Design Week
- Screenshot of the website in December 2024
- Executive Editor: David Coveney
- Former editors: Rob Alderson, Tom Banks, Angus Montgomery, Lynda Relph-Knight, Jeremy Myerson
- Categories: Design, Business
- Publisher: David Coveney
- Founder: Jeremy Myerson
- Founded: 1986
- First issue: October 1986
- Final issue: 2011
- Company: Design Week Ltd
- Country: UK
- Based in: Liverpool
- Language: English
- Website: www.designweek.co.uk
- ISSN: 0950-3676

= Design Week =

British website covering design industry

Design Week is a UK-based website, and formerly a weekly magazine, for the design industry. It was first published in October 1986 by Centaur Communications. According to the Audit Bureau of Circulations primary circulation for 2007 was 8,074. In 2011, Design Week became a digital-only publication.

On 22 January 2019, Centaur Media announced that Design Week had become part of Xeim, a rebranded marketing division. On 22 December 2023, Centaur Media announced the decision to cease publication of Design Week with immediate effect.

In May 2024, Design Week was saved from closure after it was acquired by its web development company Interconnect. The website was relaunched with a new design and branding on the 7 October 2024.

==Details==
Design Week is a business publication distinct from design-focused publications like Wallpaper and Creative Review. Its competitors included Brand Republic and Marketing Week. Its readers came from commercial design disciplines which range from retail, products and packaging to graphics, interiors, exhibitions and digital.
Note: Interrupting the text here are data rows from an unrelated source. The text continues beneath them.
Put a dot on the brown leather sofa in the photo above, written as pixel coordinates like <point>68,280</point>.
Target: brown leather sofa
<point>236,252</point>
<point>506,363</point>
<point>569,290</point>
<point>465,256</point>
The founding editor of Design Week was Jeremy Myerson and the title was edited for more than 20 years by Lynda Relph-Knight. It was edited until 2016 by Angus Montgomery, who took the title online-only, and the final editor whilst the brand was owned by Centaur was Tom Banks. Under its new ownership the editor hired for the relaunch was Rob Alderson.

Back issues to 1995 included contemporary design news and interviews/retrospectives of noteworthy but not widely known designers since c.1960, e.g. Raymond Hawkey and Frank Stephenson.